Остенвольф, помолчав, глянул стальными глазами на наследника:

– А где же твой друг, Михельке? Тот, что обещал быть с тобой и защищать тебя от всех страхов?

– Макс? Он, ну… ой… Макс! – крикнул Михельке, завертев головой. Образ генерала исчез в наплывшем из болот желтом тумане, на месте его слепилось встревоженное лицо доктора Мюллера. Губы его едва шевелились, но голос отдавался в ушах гудением басовитых соборных колоколов:

– Макса здесь нет, он… болен. А вы пришли в себя, ваше высочество?

– Не кричите, – сказал Михельке, его собственный голос тоже противно звенел в ушах, – у меня болит голова…

Всхлипнул, и все снова заволокло влажным липким туманом.

Из тумана к нему неуклюже и неотвратимо шагали огромные механические фигуры.

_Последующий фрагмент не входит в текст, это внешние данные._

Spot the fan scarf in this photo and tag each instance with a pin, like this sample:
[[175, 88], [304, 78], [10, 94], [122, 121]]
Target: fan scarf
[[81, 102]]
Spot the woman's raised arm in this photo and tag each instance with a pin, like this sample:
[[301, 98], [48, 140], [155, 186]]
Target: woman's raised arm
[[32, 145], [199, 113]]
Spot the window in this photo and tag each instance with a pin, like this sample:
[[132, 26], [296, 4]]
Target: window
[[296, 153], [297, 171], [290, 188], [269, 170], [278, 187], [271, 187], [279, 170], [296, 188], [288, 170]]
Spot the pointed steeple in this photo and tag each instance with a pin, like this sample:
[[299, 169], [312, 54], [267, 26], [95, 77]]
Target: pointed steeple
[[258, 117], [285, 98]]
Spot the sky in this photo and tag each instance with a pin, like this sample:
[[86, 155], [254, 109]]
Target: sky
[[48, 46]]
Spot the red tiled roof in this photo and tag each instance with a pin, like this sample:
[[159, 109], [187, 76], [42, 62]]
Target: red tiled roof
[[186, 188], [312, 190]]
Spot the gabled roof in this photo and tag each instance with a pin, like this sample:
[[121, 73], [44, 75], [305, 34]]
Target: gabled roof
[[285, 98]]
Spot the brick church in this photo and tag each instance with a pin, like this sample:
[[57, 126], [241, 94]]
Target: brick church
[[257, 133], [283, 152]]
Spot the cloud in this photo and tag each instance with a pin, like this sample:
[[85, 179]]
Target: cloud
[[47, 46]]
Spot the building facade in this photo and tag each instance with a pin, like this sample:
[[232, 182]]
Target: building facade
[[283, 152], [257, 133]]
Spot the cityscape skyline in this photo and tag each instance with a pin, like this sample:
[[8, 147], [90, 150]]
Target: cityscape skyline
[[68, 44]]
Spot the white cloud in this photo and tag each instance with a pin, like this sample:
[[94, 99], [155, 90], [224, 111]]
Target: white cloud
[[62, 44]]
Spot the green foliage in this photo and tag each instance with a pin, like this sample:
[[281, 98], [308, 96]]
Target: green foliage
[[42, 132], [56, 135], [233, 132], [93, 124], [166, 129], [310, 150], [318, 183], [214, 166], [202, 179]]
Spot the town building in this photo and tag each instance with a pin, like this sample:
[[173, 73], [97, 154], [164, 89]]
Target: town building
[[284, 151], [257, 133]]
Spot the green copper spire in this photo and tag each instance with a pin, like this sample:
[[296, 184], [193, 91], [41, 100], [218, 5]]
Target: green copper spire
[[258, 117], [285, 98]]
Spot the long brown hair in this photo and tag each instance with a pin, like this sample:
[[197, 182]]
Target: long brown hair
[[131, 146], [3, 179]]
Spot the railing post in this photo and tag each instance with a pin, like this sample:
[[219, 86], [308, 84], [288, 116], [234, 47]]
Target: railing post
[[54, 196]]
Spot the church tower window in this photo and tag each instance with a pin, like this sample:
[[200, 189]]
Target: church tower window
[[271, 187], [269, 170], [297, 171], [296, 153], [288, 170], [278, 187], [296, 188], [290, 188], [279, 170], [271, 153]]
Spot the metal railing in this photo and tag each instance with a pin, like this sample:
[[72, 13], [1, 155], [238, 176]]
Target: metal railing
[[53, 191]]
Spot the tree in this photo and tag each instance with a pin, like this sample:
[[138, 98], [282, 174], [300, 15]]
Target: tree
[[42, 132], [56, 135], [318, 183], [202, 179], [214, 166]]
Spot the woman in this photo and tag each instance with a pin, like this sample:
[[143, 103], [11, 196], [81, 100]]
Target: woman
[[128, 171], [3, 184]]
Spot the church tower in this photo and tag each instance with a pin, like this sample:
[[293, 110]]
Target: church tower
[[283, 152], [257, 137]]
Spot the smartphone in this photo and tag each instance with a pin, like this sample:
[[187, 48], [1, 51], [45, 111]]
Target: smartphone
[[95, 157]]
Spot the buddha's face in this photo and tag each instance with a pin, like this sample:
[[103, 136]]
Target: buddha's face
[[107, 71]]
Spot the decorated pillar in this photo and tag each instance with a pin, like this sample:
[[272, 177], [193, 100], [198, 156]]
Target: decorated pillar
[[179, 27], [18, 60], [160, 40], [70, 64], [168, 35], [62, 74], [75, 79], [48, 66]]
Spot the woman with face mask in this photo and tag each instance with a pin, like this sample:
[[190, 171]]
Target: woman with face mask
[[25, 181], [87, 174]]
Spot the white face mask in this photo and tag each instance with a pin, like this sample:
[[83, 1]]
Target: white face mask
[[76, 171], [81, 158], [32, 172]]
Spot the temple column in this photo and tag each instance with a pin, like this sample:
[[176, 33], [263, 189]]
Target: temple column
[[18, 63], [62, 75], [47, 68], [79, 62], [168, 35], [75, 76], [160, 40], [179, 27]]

Металлические сочленения скрипели, тяжко чвакало болото под покрытыми ржавчиной тушами. Саблей их не возьмешь, понял мальчик, и затаился в укромном месте, боясь вздохнуть. Фигуры неуклюже поворачивали головами из стороны в сторону, искали незрячими глазами его, Михельке. Надо только сжаться здесь, под кочкой, подумал он, и тогда они просто пройдут мимо, не заметив. Он же пока еще такой маленький, его от кочки и не отличишь, тем более в этом тумане.

И вдруг меж металлическими фигурами прошла человеческая, в два раза ниже. Встала неподалеку, оглядываясь. «Что же, они не опасны?» – подумал Михельке. Но болото по-прежнему стонало под месящим его металлом, и мальчику было страшно. «Кто это, и почему не боится их?» В фигуре было что-то знакомое. Вот она повернулась в сторону Михельке, и мальчик радостно встал: это был генерал Остенвольф.

– Вот я и нашел тебя, – сказал Остенвольф.

– Да, – выдохнул Михельке с облегчением, – я знал, что вы найдете и спасете меня!

Генерал сделал знак поднятой рукой, и все механические фигуры со скрипом развернулись и стали стягиваться к ним. Наследник сглотнул набежавшую хинную слюну и спросил:

– Они не опасны? Зачем вы позвали их?

– Опасны, – ласково улыбнулся Остенвольф, – а позвал я их, потому что это мои автоматоны. И теперь ты наш!..

– Нет, – вскрикнул Михельке, развернулся и побежал. Туман прятал механические фигуры, но их тяжкие шаги были слышны совсем рядом. Мальчик бежал и бежал, пока кровь не зашумела в ушах, ноги заплелись, и он упал в странно мягкое и теплое болото.

Что-то мерно бухало и свистело. Михельке задержал дыхание, и свист утих; выдохнул – снова раздался свистящий хрип, а в горле заклокотало. Это я так дышу, подумал он с удивлением. Тиканье морских часов было таким громким, словно кто-то принес их с другого конца спальни и сунул наследнику под одеяло. Жестяной кит протрубил, но не стих – звуки трубы длились и длились. Кто-то играл во дворце рядом с покоями наследника? Невозможно, непозволительно. Но музыка слышалась все четче, и уже было ясно, что это не один инструмент, а несколько разных, из которых ведет то один, то другой.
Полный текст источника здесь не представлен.